Rôle de la science dans les conflits religieux
04 / 1999
La vision classique de la science, et notamment de la science qui a pour objet d’étude la nature, se caractérise par le déterminisme et la certitude. Selon I. Prigogine, l’idée de certitude qui caractérise la science occidentale, a été formulée pour la première fois, d’une manière claire, par Descartes.
Prigogine suit ainsi le philosophe américain St. Toulmin, qui situe l’origine de l’idée de certitude au moment des guerres de religion. C’était un moment tragique de l’histoire européenne, marqué par la guerre entre catholiques et protestants. Chacun des deux groupes défendait sa ’vérité’ comme la seule valable. Chacun avait sa certitude. Mais il s’agissait des certitudes conflictuelles, ce qui entraînait les deux groupes à se faire la guerre. Le propos de Descartes apparaît alors comme celui de concevoir une certitude qui soit accessible à tout le monde, une certitude que tout le monde pourrait partager et qui serait un élément de paix, de concorde possible entre les hommes. Cette idée de certitude, porteuse de paix, serait véhiculée par les sciences (en exigeant qu’elles doivent s’inspirer des mathématiques, de l’arithmétique et de la géométrie), et par la philosophie (avec l’idée de cogito).

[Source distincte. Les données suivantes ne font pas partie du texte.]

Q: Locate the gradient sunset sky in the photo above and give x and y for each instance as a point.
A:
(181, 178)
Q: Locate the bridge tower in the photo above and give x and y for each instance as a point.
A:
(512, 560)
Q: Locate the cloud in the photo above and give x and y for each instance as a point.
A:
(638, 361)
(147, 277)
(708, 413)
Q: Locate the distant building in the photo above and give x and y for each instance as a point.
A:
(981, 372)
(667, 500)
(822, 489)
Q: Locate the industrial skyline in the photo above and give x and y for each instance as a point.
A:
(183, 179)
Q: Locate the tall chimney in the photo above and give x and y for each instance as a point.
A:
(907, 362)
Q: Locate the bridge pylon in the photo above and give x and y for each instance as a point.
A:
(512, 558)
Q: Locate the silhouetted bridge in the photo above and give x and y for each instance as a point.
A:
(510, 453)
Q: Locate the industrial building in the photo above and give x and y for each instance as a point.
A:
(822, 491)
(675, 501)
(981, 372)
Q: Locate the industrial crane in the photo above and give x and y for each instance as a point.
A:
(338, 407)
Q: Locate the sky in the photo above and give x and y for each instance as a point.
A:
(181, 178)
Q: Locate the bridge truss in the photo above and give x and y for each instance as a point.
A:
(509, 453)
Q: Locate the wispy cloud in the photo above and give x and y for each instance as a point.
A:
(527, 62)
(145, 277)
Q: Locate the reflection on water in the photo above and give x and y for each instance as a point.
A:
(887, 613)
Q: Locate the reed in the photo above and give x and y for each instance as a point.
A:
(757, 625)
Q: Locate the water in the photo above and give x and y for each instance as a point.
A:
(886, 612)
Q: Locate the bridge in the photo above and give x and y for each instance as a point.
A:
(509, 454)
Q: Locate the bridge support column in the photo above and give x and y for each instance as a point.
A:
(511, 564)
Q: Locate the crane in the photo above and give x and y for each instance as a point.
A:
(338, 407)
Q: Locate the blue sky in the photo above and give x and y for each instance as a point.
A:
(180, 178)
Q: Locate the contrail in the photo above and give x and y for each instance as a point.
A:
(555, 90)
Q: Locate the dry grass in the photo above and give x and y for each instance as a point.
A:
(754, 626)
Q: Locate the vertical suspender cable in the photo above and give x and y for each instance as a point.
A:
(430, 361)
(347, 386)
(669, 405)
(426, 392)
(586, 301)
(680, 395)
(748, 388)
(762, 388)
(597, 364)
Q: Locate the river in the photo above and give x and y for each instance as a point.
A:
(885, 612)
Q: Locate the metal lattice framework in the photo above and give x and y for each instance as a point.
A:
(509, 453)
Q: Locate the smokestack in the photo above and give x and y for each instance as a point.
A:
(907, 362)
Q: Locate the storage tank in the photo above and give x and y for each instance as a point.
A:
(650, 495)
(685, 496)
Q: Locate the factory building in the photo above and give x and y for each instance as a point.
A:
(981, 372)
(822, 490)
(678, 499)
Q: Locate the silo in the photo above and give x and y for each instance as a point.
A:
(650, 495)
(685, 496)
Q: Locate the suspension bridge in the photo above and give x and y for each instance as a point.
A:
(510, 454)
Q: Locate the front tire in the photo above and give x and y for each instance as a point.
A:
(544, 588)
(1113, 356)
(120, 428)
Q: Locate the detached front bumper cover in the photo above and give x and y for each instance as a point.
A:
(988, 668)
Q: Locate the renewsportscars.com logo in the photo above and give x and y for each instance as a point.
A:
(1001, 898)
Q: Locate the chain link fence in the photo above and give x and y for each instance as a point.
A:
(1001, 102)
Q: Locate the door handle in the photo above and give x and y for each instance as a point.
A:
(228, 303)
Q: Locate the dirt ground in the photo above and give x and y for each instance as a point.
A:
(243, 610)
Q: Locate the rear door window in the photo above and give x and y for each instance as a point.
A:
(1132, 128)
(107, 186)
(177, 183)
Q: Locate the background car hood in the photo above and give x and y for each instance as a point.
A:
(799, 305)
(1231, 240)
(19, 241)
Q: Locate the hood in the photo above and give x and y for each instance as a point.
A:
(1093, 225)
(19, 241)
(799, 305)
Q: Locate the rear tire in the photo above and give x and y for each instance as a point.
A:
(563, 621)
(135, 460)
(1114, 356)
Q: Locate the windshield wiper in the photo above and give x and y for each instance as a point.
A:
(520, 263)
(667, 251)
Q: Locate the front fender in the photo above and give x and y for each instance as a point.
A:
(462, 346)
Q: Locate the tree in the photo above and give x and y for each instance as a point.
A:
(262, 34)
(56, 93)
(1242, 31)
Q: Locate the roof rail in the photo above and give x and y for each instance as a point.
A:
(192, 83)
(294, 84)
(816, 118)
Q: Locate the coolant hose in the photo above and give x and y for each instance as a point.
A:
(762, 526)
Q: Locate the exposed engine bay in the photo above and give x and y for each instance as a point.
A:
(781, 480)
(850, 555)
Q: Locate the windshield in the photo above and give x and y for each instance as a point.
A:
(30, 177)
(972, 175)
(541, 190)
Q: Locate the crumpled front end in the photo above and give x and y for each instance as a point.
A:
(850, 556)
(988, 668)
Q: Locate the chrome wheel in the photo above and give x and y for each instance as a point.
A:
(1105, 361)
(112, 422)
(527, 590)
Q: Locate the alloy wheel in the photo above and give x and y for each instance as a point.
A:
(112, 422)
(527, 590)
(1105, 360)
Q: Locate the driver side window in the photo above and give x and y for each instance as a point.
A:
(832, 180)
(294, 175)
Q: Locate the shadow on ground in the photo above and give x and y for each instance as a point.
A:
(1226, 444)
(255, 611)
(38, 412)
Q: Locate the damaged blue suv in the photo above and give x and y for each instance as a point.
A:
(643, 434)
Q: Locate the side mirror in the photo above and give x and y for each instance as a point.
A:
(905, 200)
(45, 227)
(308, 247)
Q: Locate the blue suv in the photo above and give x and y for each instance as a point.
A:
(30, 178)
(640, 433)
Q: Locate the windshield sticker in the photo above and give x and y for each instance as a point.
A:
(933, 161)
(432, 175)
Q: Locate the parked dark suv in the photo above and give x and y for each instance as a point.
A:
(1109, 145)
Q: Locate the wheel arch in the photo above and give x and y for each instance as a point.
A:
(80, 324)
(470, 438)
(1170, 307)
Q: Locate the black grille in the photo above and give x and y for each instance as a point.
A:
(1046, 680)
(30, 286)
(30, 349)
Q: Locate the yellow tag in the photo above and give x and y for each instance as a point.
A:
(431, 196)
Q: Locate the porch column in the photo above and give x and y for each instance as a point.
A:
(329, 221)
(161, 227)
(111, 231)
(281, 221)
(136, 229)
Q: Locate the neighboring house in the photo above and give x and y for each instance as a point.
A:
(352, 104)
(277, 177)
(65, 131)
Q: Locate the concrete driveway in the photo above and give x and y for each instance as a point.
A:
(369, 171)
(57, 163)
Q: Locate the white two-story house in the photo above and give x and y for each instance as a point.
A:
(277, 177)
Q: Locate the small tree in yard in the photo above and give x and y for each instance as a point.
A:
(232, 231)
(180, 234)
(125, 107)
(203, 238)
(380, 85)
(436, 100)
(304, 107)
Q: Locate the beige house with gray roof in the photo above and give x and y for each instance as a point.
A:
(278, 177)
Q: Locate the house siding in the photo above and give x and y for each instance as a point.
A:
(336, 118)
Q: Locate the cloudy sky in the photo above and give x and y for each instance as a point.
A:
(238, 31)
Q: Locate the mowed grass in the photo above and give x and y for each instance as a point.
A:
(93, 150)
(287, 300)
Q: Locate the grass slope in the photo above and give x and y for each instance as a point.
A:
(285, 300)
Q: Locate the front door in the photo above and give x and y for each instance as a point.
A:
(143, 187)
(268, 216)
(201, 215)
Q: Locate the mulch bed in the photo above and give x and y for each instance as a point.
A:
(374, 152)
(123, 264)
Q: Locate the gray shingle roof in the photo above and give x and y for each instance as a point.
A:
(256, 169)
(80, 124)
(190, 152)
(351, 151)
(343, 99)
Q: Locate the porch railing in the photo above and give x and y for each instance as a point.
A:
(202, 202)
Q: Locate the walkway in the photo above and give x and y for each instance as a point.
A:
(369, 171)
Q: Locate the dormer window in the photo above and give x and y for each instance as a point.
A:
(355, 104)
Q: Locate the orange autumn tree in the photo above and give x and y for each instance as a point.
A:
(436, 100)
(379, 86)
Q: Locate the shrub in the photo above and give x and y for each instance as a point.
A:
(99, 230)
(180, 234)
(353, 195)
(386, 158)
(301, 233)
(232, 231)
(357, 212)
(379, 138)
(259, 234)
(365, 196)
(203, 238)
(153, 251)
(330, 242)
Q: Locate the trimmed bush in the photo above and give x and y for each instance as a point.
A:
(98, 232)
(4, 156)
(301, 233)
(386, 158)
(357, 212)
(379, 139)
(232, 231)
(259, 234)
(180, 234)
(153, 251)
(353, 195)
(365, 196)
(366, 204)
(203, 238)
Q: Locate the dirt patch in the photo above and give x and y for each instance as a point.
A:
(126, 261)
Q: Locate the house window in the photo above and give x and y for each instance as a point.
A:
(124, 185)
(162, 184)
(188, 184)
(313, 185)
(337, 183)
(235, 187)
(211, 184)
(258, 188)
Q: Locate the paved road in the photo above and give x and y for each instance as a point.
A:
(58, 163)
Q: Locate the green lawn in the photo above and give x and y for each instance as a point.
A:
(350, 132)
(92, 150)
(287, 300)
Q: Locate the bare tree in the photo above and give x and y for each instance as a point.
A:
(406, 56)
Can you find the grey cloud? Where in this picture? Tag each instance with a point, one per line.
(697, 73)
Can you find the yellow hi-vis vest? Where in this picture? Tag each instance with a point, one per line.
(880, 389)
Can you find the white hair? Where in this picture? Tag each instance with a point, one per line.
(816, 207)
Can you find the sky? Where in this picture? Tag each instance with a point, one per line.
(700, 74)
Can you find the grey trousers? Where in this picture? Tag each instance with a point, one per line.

L’idée de certitude apparaît ainsi comme un moyen de dépasser, en général, le tragique de l’histoire, et en particulier, les guerres de religion. Ce projet de paix proposé a travers l’idée de certitude constitue plutôt qu’une résolution des conflits, une façon d’en échapper. Le prix à payer de ce projet de paix est celui d’un dualisme fondamental entre un univers naturel, qui répond à des lois universelles et atemporelles, et un univers humain, traversé par l’incertitude et le conflit. Selon Prigogine, cet idéal de la science associé à la certitude, se retrouve chez Einstein, qui cherchait les secrets de l’harmonie naturelle et qui assimilait la vocation scientifique au ’désir ardent qui attire le citadin hors de son milieu bruyant et confus vers les régions paisibles des hautes montagnes’.
Einstein a vécu aussi une époque tragique de l’histoire humaine, celle du fascisme, de l’antisémitisme et des deux guerres mondiales. La physique était pour lui une façon d’échapper au tragique de l’existence quotidienne. Cette vision de la science associée à la certitude et opposée à l’imprévisible et au tragique de l’histoire humaine, commence pourtant à évoluer. Prigogine annonce la ’fin des certitudes’ et défend l’idée d’une ’science des possibles’, c’est-à-dire une science qui intègre le temps et donc l’incertitude, l’imprévisible et donc l’avènement du nouveau, les pertes irréversibles et donc le tragique de l’histoire humaine. Il s’oppose à la vision d’une science désincarnée et à l’idée d’un scientifique qui échappe des villes pollués vers les hautes montagnes, et défend la vision d’une science comme entreprise sociale qui contribue à rendre la vie en société plus humaine et la ville moins polluée. De ce fait, Prigogine est en train de proposer implicitement un nouvel concept de la paix : celle-ci ne serait plus assimilée à la certitude, à la stabilité et à l’harmonie éternelle, mais à l’incertitude dépassée au quotidien, à l’imprévisible qui ouvre au nouveau, à la contradiction qui permet de construire une nouvelle synthèse, au conflit qui débouche sur une nouvelle cohérence, au tragique qui défie à inventer une nouvelle façon de vivre ensemble.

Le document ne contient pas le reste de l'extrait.